In a further tragic twist, British police were investigating the unexplained death of whistleblower Sean Hoare, a former reporter at the newspaper who first implicated Cameron's ex-spokesman Andy Coulson in the scandal.

Dozens of people queued up to get into the committee hearing to hear the two Murdochs and Brooks, until recently the three most powerful people in the British media.

Lawmakers also heard evidence from outgoing Scotland Yard chief Paul Stephenson, who quit on Sunday amid questions over the force's links with Neil Wallis, deputy editor at the News of the World when Coulson edited the paper.

Stephenson admitted that 10 members of the Metropolitan Police press office had worked at News International.

But he denied taking a "swipe" at Cameron in his resignation statement and comparing the force's employment of Wallis to Coulson.

Both Coulson, who left Downing Street in January, and Wallis have since been arrested and bailed on suspicion of phone hacking.

The flame-haired Brooks, also a former editor of the News of the World, was arrested on Sunday on suspicion of hacking and bribing police.

News International was meanwhile targeted overnight by the Lulz Security hacker group, which replaced The Sun newspaper's online version with a fake story saying Australian-born Rupert was dead.

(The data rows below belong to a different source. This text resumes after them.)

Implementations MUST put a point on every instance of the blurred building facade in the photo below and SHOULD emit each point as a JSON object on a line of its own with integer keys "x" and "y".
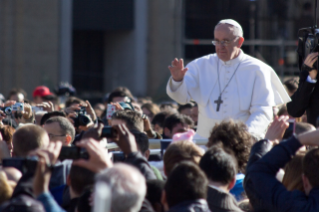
{"x": 98, "y": 45}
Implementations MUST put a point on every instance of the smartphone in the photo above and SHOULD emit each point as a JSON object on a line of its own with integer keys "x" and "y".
{"x": 73, "y": 153}
{"x": 292, "y": 126}
{"x": 108, "y": 132}
{"x": 110, "y": 110}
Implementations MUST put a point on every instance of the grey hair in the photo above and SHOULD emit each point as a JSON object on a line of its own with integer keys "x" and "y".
{"x": 128, "y": 187}
{"x": 236, "y": 31}
{"x": 65, "y": 125}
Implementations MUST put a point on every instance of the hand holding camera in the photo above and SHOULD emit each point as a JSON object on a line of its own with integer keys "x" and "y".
{"x": 98, "y": 157}
{"x": 125, "y": 139}
{"x": 309, "y": 61}
{"x": 277, "y": 129}
{"x": 46, "y": 158}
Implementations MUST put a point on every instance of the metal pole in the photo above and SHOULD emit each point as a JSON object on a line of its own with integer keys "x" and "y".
{"x": 252, "y": 26}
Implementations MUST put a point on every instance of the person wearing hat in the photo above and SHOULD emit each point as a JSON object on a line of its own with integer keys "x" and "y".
{"x": 227, "y": 84}
{"x": 39, "y": 93}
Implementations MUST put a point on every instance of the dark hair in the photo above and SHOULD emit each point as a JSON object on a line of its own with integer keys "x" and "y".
{"x": 185, "y": 183}
{"x": 154, "y": 190}
{"x": 161, "y": 116}
{"x": 189, "y": 105}
{"x": 27, "y": 138}
{"x": 7, "y": 132}
{"x": 15, "y": 91}
{"x": 310, "y": 166}
{"x": 173, "y": 120}
{"x": 218, "y": 165}
{"x": 291, "y": 85}
{"x": 141, "y": 140}
{"x": 73, "y": 100}
{"x": 234, "y": 136}
{"x": 65, "y": 125}
{"x": 80, "y": 178}
{"x": 133, "y": 119}
{"x": 120, "y": 92}
{"x": 49, "y": 115}
{"x": 181, "y": 151}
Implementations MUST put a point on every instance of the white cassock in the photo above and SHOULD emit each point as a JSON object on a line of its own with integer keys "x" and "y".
{"x": 249, "y": 97}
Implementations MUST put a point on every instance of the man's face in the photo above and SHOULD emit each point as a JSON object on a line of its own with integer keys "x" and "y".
{"x": 55, "y": 133}
{"x": 224, "y": 32}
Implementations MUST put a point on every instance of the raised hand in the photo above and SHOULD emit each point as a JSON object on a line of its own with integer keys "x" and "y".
{"x": 277, "y": 129}
{"x": 125, "y": 139}
{"x": 177, "y": 69}
{"x": 309, "y": 61}
{"x": 98, "y": 159}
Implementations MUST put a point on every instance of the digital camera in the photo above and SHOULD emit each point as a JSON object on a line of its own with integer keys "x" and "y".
{"x": 308, "y": 41}
{"x": 22, "y": 164}
{"x": 82, "y": 119}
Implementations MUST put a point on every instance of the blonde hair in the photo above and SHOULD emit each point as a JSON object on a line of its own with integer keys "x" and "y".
{"x": 181, "y": 151}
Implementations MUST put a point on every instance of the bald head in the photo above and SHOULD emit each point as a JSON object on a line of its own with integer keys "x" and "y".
{"x": 128, "y": 187}
{"x": 27, "y": 138}
{"x": 233, "y": 27}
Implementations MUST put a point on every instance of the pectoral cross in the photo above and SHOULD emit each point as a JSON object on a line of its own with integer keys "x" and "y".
{"x": 219, "y": 101}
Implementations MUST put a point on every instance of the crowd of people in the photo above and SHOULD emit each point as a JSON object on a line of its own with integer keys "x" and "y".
{"x": 60, "y": 153}
{"x": 234, "y": 171}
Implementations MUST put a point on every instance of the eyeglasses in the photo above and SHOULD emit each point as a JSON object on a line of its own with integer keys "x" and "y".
{"x": 52, "y": 135}
{"x": 223, "y": 42}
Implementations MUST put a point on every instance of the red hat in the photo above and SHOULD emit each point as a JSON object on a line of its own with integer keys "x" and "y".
{"x": 41, "y": 91}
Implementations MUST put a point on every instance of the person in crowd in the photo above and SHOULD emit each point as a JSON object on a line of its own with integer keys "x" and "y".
{"x": 292, "y": 178}
{"x": 28, "y": 138}
{"x": 194, "y": 114}
{"x": 128, "y": 187}
{"x": 120, "y": 94}
{"x": 176, "y": 123}
{"x": 186, "y": 109}
{"x": 5, "y": 188}
{"x": 220, "y": 168}
{"x": 143, "y": 146}
{"x": 7, "y": 134}
{"x": 228, "y": 84}
{"x": 72, "y": 100}
{"x": 159, "y": 119}
{"x": 49, "y": 115}
{"x": 265, "y": 192}
{"x": 305, "y": 98}
{"x": 181, "y": 151}
{"x": 99, "y": 108}
{"x": 40, "y": 93}
{"x": 291, "y": 86}
{"x": 132, "y": 119}
{"x": 150, "y": 110}
{"x": 154, "y": 194}
{"x": 60, "y": 129}
{"x": 79, "y": 178}
{"x": 234, "y": 135}
{"x": 186, "y": 189}
{"x": 17, "y": 95}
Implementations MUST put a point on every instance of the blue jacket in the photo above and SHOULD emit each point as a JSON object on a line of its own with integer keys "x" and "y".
{"x": 265, "y": 192}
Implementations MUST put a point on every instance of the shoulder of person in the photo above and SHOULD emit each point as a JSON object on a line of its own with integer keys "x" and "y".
{"x": 202, "y": 60}
{"x": 256, "y": 64}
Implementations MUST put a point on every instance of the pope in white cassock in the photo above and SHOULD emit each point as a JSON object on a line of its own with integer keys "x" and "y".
{"x": 227, "y": 84}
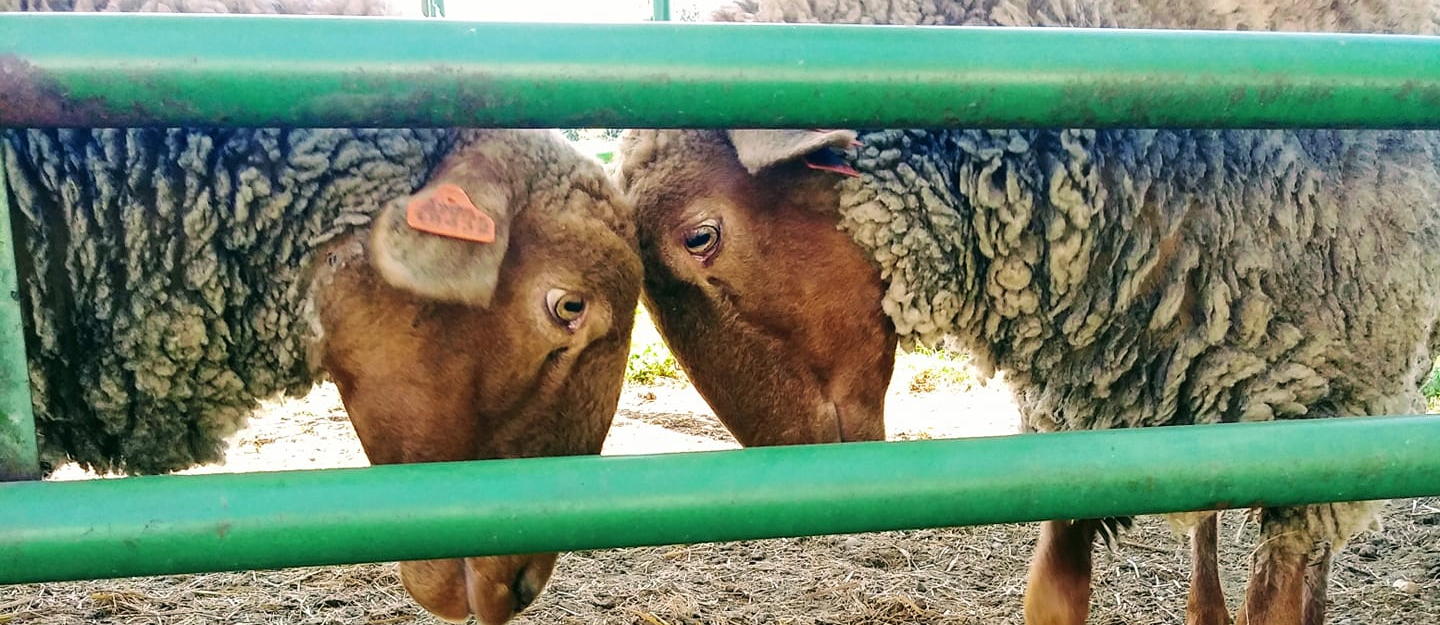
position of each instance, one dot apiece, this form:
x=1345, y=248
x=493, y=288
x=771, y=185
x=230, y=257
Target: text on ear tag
x=450, y=212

The initial police investigation into the Sunday tabloid resulted in the jailing of the paper's former royal editor and a private investigator but the evidence then sat untouched for years.

Meanwhile police said a post mortem was being carried out on Hoare, a former News of the World reporter, who alleged last year that Coulson knew about voicemail hacking.

Hoare, who had drink and drug problems, was found dead early Monday at his home in Watford, north of London. "The death is currently being treated as unexplained, but not thought to be suspicious," police said in a statement.